Calculating these summary statistics also requires that you know the summary functions you would like to use.

Summary statistics: Some useful function calls for summary statistics for a single numerical variable are as follows:

  • mean(): calculates the average
  • median(): calculates the median
  • sd(): calculates the standard deviation
  • var(): calculates the variances
  • IQR(): calculates the inner quartile range (Q3 - Q1)
  • min(): finds the minimum
  • max(): finds the maximum
  • n(): reports the sample size

Note that each of these functions takes a single variable as an input and returns a single value as an output.

Summaries vs. Visualizations

If I’m flying from New York to San Francisco, should I expect that my flights will typically arrive on time?

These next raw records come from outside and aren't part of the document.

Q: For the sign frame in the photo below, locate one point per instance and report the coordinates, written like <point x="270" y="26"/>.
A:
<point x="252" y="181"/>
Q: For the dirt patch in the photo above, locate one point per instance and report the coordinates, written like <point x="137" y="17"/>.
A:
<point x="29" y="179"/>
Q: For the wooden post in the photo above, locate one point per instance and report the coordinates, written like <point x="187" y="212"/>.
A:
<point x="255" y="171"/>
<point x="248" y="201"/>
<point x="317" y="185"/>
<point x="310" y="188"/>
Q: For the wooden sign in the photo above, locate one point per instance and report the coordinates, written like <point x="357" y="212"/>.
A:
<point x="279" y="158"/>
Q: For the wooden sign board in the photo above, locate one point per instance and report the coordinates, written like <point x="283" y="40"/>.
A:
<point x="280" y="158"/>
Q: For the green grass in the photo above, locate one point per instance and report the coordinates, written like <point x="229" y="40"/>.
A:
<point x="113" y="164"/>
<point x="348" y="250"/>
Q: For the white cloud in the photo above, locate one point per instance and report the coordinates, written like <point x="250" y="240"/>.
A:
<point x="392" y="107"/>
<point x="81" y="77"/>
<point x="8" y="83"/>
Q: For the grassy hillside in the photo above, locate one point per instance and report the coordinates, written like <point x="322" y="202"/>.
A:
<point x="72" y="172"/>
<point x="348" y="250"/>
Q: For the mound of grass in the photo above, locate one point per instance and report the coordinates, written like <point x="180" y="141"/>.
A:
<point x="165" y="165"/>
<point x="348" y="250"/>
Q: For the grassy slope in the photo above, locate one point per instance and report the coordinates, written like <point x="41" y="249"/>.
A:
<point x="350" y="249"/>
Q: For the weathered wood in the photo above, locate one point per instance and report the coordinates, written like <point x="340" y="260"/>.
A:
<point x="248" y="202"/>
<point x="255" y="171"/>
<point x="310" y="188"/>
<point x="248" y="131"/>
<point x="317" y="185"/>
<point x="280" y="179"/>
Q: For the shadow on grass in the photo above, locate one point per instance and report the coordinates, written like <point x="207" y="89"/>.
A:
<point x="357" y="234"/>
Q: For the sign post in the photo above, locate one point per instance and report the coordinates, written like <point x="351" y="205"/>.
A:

Let’s think about how you could answer this question. One option is to summarize the data and inspect the output. Another option is to plot the delays and inspect the plots. Let’s try both!

Question 7 – Calculate the following statistics for the arrival delays in the sfo_flights dataset:

  • mean
  • median
  • max
  • min
## Code for exercise 7 goes here! 

Question 8 – Using the above summary statistics, what is your answer be to my question? What should I expect if I am flying from New York to San Francisco?

Question 9 – Now, rather than calculating summary statistics, plot the distribution of arrival delays for the sfo_flights dataset.

Choose the type of plot you believe is appropriate for visualizing the distribution of arrival delays. Don’t forget to give your visualization informative axis labels that include the units of measurement!

## Code for exercise 9 goes here! 

Question 10 – Using the plot above, what is your answer be to my question? What should I expect if I am flying from New York to San Francisco?

Question 11 – How did your answer change when using the plot versus using the summary statistics? i.e. What were you able to see in the plot that could could not “see” with the summary statistics?